Sunday, August 15, 2010

The ‘jean’ is still wearing the fashion

By: Tabito Rosa


If there is something that has resisted social revolutions, economic crises, world wars, something that has served men and women, rich and poor, young and adults, if there is something universal and timeless, certainly that is called ‘ jeans. ” Where does it come from?


The ‘jean’ was patented in 1873 under the license number 139,121 in the U.S. by the ingenuity of Jacob Davis and the opportunism of Levi Strauss, the first got the idea and the second money. Always remember the last in each event.

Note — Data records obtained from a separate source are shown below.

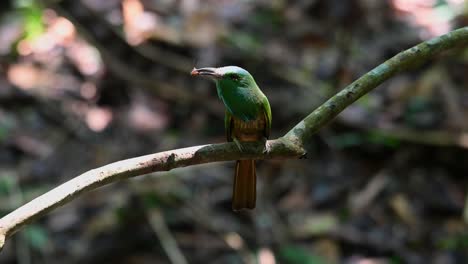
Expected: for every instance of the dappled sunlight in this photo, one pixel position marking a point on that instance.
(143, 118)
(138, 24)
(434, 19)
(266, 256)
(98, 118)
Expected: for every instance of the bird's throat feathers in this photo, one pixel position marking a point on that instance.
(243, 99)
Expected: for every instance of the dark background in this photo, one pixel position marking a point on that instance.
(86, 83)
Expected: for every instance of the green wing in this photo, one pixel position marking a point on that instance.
(228, 125)
(228, 121)
(267, 112)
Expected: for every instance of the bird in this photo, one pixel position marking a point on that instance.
(247, 119)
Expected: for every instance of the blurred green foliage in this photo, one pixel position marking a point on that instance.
(297, 255)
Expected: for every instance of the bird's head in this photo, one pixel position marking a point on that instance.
(228, 76)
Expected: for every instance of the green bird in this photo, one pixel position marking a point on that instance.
(247, 119)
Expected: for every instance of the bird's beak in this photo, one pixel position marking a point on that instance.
(209, 72)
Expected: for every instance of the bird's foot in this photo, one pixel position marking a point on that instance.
(266, 147)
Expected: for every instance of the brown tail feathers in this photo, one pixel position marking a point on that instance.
(244, 192)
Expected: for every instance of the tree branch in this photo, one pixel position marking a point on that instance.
(289, 146)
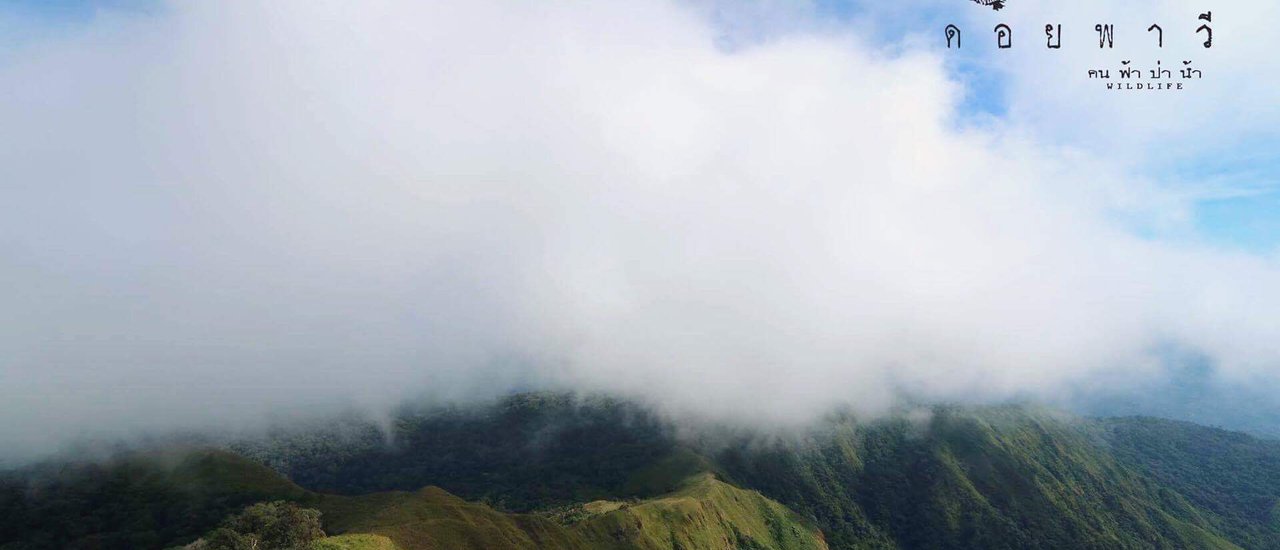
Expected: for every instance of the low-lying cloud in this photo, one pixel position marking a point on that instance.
(214, 211)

The commonly called ‘cowboy’ is composed of a very tough call cotton denim (also known as “denim”). This rustic component was used for several purposes: recias fabrics for the manufacture of tents and tarpaulins ferrous coated garments worn by farmers or miners who spent hours working in the open and in different weather conditions, helping those who entered the gold rush for American guards precious metals that could detect dangerous caves inside … even the legend that Christopher Columbus used the denim for the candles on his Ni?a, Pinta and Santa Maria, and thanks to those who managed to discover the new continent.


The fact is that one of the customers of Levi, one Jacob Davis, tired of buying fabric to mend the broken pants of their workers composed of such material, thought to be strengthened with copper rivets on a few points of particular strain (of the extemos every pocket or the top of the fly). And thus was born the structure of what we now know as’ jean ‘, not from the hands of Jacob, because he had no money to patent it but through joint investment with Levi Strauss, a businessman, who would pass into history as the true architect of the universal ‘cowboy’.


The name comes from Genoa, where they gave the ‘jean’ their first uses (genes, delivered in French that was where he started the precious cotton) and the similar name of genes and ‘Jeans’. Genoa was a naval power and the first ‘cowboys’ as we know them today were done for the navy and Genoese that needed a pair of multi-resistant and that both wet and dry.